There appears to be a bug in HashSet that will cause an assertion failure if the HashMap does not contain the key. It appears to create and then copy an empty HashSet, and the copying of the HashSet does not like the fact that it's empty, hence the check beforehand. I can remove the check, but it was causing the assertion to fail occasionally.

> Also, if we can’t iterate the transactions in place inside the hash table, we should copy out the identifiers into a vector rather than copying the set.

I believe we can iterate this in place, but I'm not 100% sure. I'll have to take a closer look.

> > Source/WebKit2/DatabaseProcess/IndexedDB/UniqueIDBDatabase.cpp:1091
> > +    for (auto transactionIdentifier : transactions) {
> 
> I suggest auto& instead of auto.

Can do.
Comment 4 Vicki Pfau 2014-07-25 19:31:31 PDT
Created attachment 235557 [details]
Patch
Comment 5 Darin Adler 2014-07-25 21:18:39 PDT
Comment on attachment 235557 [details]
Patch

View in context: https://bugs.webkit.org/attachment.cgi?id=235557&action=review

> Source/WebKit2/DatabaseProcess/IndexedDB/UniqueIDBDatabase.cpp:1084
> +    auto transactions = m_establishedTransactions.add(&transactionIdentifier.connection(), HashSet<IDBIdentifier>());

It’s a little strange to call this result of the add function “transactions”. I normally call such things “addResult”.

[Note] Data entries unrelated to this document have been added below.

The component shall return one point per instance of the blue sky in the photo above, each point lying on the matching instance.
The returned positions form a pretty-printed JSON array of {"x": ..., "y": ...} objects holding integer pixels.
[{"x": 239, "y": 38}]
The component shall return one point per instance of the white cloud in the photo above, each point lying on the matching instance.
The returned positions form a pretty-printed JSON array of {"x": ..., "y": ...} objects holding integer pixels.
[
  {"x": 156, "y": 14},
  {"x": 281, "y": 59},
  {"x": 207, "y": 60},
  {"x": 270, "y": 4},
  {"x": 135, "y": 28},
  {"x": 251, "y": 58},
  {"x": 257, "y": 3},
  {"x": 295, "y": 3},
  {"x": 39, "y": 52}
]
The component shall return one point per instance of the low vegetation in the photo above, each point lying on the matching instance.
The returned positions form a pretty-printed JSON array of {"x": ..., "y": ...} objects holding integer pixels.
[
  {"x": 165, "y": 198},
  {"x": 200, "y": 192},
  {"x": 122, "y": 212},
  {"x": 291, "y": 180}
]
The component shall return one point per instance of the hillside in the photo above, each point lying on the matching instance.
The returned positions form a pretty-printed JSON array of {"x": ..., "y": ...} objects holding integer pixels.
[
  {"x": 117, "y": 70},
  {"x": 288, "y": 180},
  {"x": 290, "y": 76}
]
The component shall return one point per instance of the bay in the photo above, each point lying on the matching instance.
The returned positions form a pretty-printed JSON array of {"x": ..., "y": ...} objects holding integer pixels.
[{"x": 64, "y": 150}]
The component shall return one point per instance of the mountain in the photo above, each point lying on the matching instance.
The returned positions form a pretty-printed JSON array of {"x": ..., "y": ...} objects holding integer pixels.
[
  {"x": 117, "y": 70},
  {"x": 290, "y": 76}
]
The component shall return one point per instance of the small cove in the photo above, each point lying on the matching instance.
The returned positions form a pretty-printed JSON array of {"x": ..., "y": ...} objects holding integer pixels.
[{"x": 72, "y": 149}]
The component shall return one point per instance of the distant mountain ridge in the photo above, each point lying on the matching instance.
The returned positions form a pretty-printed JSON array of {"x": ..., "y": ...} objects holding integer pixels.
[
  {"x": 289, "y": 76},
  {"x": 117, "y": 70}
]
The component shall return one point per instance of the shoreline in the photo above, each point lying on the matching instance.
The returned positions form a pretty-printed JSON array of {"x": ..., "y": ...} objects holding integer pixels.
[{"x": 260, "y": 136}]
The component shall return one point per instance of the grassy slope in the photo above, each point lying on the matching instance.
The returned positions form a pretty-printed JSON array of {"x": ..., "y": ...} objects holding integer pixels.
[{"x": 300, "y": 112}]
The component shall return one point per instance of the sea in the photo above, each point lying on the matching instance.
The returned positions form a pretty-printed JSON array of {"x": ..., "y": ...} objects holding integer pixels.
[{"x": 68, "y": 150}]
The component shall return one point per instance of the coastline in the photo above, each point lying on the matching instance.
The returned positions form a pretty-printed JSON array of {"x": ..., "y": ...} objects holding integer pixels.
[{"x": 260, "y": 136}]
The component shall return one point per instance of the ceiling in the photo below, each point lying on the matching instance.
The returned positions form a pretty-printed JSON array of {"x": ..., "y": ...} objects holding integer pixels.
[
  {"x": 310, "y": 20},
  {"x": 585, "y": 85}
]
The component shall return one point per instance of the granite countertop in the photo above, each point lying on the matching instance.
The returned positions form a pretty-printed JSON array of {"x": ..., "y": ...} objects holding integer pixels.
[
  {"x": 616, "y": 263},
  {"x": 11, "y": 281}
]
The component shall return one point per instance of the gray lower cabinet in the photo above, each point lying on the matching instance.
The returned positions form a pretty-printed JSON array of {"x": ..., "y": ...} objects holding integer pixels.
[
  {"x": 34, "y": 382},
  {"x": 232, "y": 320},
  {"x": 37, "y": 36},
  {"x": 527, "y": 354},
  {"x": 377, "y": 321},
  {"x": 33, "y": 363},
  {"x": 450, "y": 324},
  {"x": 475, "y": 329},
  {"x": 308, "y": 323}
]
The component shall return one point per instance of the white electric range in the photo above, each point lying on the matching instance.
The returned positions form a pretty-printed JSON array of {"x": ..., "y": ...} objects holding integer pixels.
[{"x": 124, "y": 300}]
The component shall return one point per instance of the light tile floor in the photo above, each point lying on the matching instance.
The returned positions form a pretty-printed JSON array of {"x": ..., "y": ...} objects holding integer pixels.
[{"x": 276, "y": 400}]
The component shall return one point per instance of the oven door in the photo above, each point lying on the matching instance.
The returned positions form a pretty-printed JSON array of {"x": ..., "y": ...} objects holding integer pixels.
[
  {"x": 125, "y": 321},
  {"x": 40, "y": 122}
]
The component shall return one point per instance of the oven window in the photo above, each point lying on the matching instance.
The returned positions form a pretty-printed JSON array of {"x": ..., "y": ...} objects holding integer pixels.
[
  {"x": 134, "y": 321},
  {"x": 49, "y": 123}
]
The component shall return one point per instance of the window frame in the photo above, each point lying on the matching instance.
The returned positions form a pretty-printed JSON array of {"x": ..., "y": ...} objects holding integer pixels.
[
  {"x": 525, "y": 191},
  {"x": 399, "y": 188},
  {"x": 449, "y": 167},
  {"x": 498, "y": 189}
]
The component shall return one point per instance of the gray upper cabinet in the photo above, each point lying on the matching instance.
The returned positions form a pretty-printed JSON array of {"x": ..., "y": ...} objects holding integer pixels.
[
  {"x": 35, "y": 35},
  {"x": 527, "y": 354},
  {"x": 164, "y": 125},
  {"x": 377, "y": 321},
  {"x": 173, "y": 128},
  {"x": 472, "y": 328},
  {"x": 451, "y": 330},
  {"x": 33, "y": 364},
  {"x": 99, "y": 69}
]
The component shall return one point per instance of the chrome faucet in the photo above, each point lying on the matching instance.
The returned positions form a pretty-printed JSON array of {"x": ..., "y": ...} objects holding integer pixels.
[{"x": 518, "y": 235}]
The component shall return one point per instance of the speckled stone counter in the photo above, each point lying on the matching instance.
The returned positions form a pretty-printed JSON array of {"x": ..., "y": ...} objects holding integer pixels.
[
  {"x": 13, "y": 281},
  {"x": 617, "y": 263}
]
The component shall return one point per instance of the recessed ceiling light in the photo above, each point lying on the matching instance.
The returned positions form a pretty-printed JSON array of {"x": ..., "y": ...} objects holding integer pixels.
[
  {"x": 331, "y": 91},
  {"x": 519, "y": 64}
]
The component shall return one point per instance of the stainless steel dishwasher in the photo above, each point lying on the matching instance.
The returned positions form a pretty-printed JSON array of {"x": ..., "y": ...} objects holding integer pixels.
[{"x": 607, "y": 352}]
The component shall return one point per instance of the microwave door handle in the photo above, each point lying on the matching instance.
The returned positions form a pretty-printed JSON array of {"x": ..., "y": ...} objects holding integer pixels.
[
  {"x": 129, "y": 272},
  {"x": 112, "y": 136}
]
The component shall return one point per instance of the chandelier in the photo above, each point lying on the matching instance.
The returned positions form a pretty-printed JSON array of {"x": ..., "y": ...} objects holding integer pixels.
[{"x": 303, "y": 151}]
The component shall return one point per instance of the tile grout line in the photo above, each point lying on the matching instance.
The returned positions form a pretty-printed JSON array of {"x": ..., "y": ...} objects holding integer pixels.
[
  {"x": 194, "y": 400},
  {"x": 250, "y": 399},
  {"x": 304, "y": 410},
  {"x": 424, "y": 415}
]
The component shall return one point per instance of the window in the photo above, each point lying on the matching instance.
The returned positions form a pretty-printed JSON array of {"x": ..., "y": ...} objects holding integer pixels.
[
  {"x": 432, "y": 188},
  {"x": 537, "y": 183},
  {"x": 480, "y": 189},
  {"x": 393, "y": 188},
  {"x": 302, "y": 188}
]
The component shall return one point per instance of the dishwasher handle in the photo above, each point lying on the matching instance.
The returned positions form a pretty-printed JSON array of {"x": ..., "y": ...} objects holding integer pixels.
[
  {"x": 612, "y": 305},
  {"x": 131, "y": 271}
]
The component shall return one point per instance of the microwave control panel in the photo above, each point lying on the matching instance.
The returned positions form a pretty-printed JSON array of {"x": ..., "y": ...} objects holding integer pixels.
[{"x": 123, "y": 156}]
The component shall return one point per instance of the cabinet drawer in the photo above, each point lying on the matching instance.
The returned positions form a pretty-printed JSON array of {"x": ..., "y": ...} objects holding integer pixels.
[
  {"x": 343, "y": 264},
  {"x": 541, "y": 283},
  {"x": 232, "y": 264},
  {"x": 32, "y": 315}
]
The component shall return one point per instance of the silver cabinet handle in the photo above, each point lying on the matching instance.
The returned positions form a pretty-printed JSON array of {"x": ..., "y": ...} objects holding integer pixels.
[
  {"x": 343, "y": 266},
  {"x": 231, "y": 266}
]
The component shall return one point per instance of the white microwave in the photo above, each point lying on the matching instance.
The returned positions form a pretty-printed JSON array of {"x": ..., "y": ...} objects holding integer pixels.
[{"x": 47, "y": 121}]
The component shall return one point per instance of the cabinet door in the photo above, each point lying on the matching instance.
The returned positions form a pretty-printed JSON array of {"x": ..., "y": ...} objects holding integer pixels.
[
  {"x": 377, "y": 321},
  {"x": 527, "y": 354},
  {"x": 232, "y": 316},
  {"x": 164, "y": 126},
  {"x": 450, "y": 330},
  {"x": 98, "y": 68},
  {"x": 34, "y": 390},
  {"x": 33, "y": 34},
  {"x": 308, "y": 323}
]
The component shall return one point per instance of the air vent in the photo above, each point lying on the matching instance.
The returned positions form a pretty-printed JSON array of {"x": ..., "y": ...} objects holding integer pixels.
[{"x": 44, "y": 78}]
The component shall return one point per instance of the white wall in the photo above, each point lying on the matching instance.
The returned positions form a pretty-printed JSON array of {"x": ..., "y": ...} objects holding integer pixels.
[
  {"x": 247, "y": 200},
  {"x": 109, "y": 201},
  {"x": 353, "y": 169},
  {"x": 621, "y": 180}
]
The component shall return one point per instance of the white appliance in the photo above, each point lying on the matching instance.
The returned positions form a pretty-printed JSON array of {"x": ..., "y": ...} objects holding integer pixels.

> Source/WebKit2/DatabaseProcess/IndexedDB/UniqueIDBDatabase.cpp:1095
> +    auto transactions = m_establishedTransactions.add(&transactionIdentifier.connection(), HashSet<IDBIdentifier>());
> +    transactions.iterator->value.remove(transactionIdentifier);

Here we could use find instead of add, since we don’t need to add anything if it’s empty:

    auto slot = m_establishedTransactions.find(&transactionIdentifier.connection());
    if (slot == m_establishedTransactions.end())
        return;
    slot->value.remove(transactionIdentifier);

It will be a little lower overhead than doing the add, avoiding the creation of the temporary HashSet.

We could even assert that it is not equal to end if we are sure that won’t happen.

> Source/WebKit2/DatabaseProcess/IndexedDB/UniqueIDBDatabase.cpp:1101
> +    auto transactionIdentifiers = m_establishedTransactions.find(&connection);

It’s a little peculiar to call the iterator “identifiers”. I normally call such things “slot” or sometimes “iterator”, or maybe “map entry”.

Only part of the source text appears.